Augustian was one of nearly two dozen farmers at a Peninsula Pride Farms Conservation Conversation, held on May 25, who discussed the advantages of no-till conservation practices and learning from failures. Peninsula Pride Farms is a farmer-led watershed conservation group in Kewaunee and southern Door counties in northeastern Wisconsin.
Augustian, whose farm is less than 2 miles from Lake Michigan, decided to start no-tilling his land four years ago because of his proximity to the lake. He has noticed there is better water infiltration and when there are heavy rains, he has almost no runoff.
“The soil structure is improving slowly,” Augustian said. “We are noticing that when it rains we have more infiltration of rainwater that stays on the soil. Along with manure application, it seems to stick to the soil better with the growing cover crop out here.”
Augustian started with 25 percent of his acres under no-till practices before advancing to more acres. He is now at 95 percent doing no-till and planting corn into green.
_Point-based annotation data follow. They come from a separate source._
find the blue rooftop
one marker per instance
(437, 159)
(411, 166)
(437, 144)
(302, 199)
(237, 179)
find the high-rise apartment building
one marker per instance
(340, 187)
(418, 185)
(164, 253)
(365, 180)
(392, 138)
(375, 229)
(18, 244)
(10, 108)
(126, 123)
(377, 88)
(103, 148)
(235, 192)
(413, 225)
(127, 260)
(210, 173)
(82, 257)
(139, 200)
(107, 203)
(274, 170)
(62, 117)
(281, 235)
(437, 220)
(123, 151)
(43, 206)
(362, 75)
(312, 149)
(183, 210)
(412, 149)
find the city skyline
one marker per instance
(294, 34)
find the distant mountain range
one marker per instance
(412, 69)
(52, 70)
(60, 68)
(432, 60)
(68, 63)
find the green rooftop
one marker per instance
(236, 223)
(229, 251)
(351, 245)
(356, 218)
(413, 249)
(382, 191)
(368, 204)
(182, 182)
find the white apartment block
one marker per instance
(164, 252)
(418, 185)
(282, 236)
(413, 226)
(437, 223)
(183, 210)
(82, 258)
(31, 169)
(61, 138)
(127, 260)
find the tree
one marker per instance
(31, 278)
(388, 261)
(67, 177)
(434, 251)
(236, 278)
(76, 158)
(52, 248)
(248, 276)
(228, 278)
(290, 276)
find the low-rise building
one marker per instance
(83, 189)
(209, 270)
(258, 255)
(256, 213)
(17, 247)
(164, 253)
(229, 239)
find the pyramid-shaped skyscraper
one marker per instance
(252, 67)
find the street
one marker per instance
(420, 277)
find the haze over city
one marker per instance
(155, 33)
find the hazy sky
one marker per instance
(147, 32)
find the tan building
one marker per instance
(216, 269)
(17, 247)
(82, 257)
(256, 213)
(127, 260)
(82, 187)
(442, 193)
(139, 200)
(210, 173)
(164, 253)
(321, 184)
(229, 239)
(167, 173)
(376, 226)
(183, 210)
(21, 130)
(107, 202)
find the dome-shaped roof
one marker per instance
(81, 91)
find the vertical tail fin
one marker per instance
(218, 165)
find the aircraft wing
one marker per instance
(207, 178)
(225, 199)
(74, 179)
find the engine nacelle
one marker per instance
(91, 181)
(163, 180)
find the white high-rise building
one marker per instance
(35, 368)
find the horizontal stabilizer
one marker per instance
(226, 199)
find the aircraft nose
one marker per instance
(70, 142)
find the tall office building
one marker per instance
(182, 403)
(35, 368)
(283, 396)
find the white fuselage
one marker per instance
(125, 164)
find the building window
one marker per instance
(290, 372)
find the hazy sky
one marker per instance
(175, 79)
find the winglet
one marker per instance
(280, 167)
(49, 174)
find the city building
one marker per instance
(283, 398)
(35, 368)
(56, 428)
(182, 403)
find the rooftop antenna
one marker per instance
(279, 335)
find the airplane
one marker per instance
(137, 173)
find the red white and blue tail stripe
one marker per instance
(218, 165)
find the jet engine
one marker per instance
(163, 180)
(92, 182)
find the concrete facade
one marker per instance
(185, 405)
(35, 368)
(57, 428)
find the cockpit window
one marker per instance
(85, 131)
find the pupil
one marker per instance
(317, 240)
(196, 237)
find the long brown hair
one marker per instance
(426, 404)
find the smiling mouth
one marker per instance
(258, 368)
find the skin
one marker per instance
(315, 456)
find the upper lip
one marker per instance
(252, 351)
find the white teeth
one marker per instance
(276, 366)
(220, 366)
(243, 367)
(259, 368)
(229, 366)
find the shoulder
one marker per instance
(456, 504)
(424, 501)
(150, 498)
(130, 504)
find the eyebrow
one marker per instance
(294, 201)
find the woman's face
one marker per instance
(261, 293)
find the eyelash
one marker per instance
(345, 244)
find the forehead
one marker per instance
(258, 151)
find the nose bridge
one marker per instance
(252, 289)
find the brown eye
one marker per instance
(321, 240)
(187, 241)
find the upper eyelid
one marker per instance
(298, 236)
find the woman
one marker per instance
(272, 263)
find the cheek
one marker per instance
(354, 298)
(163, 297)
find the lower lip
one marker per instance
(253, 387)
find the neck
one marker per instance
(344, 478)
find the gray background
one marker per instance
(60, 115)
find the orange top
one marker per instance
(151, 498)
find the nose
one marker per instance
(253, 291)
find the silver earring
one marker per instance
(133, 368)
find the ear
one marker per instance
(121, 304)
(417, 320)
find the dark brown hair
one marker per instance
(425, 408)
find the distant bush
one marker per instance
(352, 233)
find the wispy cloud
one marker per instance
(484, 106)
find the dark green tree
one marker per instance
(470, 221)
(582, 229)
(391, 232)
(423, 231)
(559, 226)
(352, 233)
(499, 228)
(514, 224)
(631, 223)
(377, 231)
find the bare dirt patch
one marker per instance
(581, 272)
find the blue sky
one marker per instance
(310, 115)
He hasn’t no-till planted soybeans yet but is preparing to do so next year.
Nick Guilette from AgSource Laboratories was among several experts who provided insights at the gathering.
“No-till offers some flexibility when it comes to rotation planting,” Guilette said. “When we start talking about soil health benefits, we notice a lot of things: better infiltration, better soil structure, and fewer passes over the field leads to fuel savings. There are several benefits that come quickly when a farm decides to practice no-tilling.”
Increasing bushels per acre isn’t the ultimate goal when implementing a no-till conservation strategy, Guilette said.
“Yield is one thing, but margin per acre is also important,” he said. “There is fuel savings, and Aaron’s field didn’t have to get tilled twice or even three times. There was a no-till pass and maybe a little bit more money was used on the herbicide program. There is some scouting that needs to occur to see if weeds are under control or potentially if there are army or cut worms. It will take a little bit more boots-on-the-ground scouting, but that is a savings per acre.”
Augustian talked about the fall of 2019 when, despite record rains, his no-till fields carried his equipment and had very little ruts.
Guilette emphasized that point.
“What’s the topsoil worth? If you ask 10 different people you will get 10 different answers,” he said. “It’s worth something and it’s worth a lot. I will venture to say I doubt we had any erosion out here. It’s not even a consideration. If we get a 3-inch rain and this was conventionally tilled, I don’t know what would happen.”